Moreau says it’s just time to move on
He was just four wins away from a career total of 200. But that didn’t matter to him. Ascension Catholic head football coach for the last three years called it quits after a 31-year career as the headman of high school football programs. In just three years with the Bulldogs. Doug Moreau recorded 21 wins in his reign with Ascension Catholic, appearing in the playoff every year. But now he said it’s time to move on.
“I didn’t want to stand in the way of progress. It takes a lot of energy,” Moreau said in an interview with the Donaldsonville Chief. “I’ve always been very excited about everything and I just find myself short of energy.”

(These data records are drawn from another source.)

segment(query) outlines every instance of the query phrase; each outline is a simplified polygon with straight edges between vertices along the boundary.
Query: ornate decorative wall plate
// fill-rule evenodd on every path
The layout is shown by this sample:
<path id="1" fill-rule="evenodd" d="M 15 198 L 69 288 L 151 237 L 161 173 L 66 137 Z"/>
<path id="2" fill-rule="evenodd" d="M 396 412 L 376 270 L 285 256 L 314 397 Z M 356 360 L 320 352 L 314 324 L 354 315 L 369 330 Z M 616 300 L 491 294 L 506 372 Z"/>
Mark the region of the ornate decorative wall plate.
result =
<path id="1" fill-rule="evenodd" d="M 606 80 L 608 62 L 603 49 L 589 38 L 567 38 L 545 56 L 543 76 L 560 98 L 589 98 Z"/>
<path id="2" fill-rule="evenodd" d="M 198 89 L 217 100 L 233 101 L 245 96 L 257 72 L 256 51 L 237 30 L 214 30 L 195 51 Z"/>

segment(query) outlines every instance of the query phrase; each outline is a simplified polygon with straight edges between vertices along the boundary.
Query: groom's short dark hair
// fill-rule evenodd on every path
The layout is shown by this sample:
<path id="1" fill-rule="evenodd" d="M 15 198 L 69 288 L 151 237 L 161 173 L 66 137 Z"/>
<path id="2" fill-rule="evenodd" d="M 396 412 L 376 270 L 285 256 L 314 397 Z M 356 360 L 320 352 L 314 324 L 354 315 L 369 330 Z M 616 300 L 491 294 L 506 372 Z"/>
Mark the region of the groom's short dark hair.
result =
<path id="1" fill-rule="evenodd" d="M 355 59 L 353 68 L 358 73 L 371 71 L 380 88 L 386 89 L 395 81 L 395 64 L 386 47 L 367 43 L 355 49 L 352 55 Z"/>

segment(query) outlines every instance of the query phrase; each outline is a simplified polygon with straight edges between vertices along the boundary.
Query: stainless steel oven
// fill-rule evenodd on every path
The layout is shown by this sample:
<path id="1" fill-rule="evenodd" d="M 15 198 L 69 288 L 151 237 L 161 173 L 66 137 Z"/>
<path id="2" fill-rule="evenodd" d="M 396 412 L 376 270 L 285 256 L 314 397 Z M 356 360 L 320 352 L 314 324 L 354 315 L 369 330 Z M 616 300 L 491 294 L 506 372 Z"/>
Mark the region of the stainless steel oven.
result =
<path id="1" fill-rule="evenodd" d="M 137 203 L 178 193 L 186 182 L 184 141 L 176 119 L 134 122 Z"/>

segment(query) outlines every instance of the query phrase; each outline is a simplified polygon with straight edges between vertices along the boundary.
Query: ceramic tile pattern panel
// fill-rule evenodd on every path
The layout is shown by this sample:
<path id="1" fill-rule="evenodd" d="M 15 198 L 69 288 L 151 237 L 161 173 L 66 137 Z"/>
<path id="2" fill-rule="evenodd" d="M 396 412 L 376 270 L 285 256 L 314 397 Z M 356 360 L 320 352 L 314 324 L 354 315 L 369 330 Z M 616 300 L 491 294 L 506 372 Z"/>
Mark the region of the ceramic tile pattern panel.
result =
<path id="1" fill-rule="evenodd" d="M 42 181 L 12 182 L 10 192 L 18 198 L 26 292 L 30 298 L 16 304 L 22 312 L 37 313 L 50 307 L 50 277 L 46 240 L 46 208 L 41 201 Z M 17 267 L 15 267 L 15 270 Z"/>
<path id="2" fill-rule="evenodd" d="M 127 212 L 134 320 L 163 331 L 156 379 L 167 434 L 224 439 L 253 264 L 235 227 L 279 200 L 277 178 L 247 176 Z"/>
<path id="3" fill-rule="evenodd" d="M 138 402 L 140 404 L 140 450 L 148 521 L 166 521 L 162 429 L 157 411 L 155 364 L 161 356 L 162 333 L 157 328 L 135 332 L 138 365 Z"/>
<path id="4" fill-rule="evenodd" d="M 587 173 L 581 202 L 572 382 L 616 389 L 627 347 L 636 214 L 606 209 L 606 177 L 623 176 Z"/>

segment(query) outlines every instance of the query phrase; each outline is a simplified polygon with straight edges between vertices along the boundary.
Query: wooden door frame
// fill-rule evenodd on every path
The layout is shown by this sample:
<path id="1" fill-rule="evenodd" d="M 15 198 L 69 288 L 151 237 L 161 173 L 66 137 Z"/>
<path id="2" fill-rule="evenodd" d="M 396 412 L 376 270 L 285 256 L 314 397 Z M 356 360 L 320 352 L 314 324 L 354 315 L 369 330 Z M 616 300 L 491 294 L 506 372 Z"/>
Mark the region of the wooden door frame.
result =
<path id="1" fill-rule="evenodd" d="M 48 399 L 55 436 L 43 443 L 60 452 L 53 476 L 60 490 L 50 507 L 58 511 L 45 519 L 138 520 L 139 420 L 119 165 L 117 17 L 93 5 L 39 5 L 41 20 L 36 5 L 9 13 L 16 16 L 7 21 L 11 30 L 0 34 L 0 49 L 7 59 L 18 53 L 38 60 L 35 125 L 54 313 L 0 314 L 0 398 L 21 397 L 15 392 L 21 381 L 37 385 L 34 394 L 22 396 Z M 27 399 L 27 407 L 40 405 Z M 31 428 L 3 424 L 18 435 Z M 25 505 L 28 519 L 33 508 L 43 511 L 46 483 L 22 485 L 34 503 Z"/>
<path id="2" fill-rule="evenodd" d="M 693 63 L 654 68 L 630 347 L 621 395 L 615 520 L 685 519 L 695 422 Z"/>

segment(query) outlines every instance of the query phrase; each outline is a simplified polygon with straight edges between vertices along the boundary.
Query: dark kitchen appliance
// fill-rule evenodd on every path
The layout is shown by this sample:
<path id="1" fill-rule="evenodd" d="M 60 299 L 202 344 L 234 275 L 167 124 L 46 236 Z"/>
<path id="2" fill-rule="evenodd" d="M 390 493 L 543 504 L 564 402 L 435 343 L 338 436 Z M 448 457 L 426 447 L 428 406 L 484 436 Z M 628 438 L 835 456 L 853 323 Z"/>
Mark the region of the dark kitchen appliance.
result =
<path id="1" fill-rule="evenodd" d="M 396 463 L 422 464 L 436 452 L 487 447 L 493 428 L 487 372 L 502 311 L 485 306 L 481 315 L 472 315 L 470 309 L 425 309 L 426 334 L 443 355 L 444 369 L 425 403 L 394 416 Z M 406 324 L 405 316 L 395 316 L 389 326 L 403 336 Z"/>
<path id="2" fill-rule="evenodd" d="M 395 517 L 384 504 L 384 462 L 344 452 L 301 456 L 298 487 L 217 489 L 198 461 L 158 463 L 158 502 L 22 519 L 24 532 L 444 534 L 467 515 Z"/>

Moreau will end his 43-year career in the education as well, believing now it’s time to go spend time with his seven grandchildren. He said retiring has been on his mind for a while, and added he wanted to do it so the school could have time to find a good replacement for him.
“I figure it’s time to see how the other half of the world is. This has been my life,” he said.
Former Business Director for Ascension Catholic Troy LeBoeuf said Moreau’s retirement is a huge loss for the Bulldogs.
“He’s been a guy that was able to come in and continue what was put in place and grow on it,” LeBoeuf said.
LeBoeuf said Moreau created a good positive outlook for the football program, athletic department and the school as a whole.
“He is a guy with a positive attitude. He taught the kids a lot of life lessons,” LeBoeuf said. “He taught me. I have a few mentors in my life and I consider him to be one of them.”
Moreau got an early start in the football head coaching position and over the years learned it’s all about the relationships with the kids, his coaching staffs and the communities he’s served in. He was 26 when he became head coach for his alma mater, Marksville High School. But after six years he found himself frustrated due to “the lack of desire to win.”
“I would say let’s go win a state championship and they would just laugh at me,” Moreau said.
But then the opportunity came where he could be taken seriously, and eventually that level of support led him to a state title. But his location changed. He took the head coaching position at Winnfield High School, and in 1982 beat then-2A powerhouse John Curtis for the state title in a score of 23-14.
“I was blessed to be in that situation. The whole community was behind us,” Moreau said, who is second on Winnfield’s coaching list for most career wins. “They had been runner-up twice, so by the time we got to the dome that was nothing, it was all about the big trophy. So I was very fortunate to have a great coaching staff, great bunch of kids.”
Not long after, Moreau jumped into the 5A classification at St. Amant High where they would run a 25-game win streak at one point.
But after 13 years of head coaching at St. Amant, the principal – Roger Clouatre – lured Moreau to change his neckwear.
“He told me he wanted me to take the whistle from around my neck and put a tie on,” Moreau said. “I did that and became principal the next year and stayed that for seven years.”
Then he said he got worn out in administration, and that was at the end of 36 years. So he retired. But when coach David Oliver got to be the head coach of St. Amant in 2011, he asked Moreau to be his offensive coordinator – thus his opportunity back into football. And he did that four more years.
THE LAST RIDE
But after a number of years away from the head coaching position, Moreau still found himself unsatisfied. His wife suggested he take a job at Cabela’s in Gonzales. He knew that wasn’t what he wanted.
“So I was flipping the pages in the paper, and there was the classified ad for Ascension Catholic head football coach,” Moreau said, who began his tenure with the Bulldogs in 2012.
“This has been a great, great place to end it all. I believe in this school. I believe in the mission of this school. The people are so dedicated and supportive. When I came here there were things that needed to be done and we got them done,” Moreau said.
“I wish that I could stay longer, or wish that I could’ve started sooner because this is a very good place to be,” he said.
During the last three years, Moreau has instilled in the Ascension Catholic program the motto of: God first, team second and self third. He said he wishes he could stay, but he knows he can’t go four more years.
“So I think it’s best somebody come in here and adopt this program and I’ll be the biggest supporter,” Moreau said.
Moreau added, “I can’t say enough of how supportive the community has been. You can’t thank people enough for that. I’m part of the alumni here. I have an Ascension Catholic alumni shirt and I’m going to where that shirt proudly.”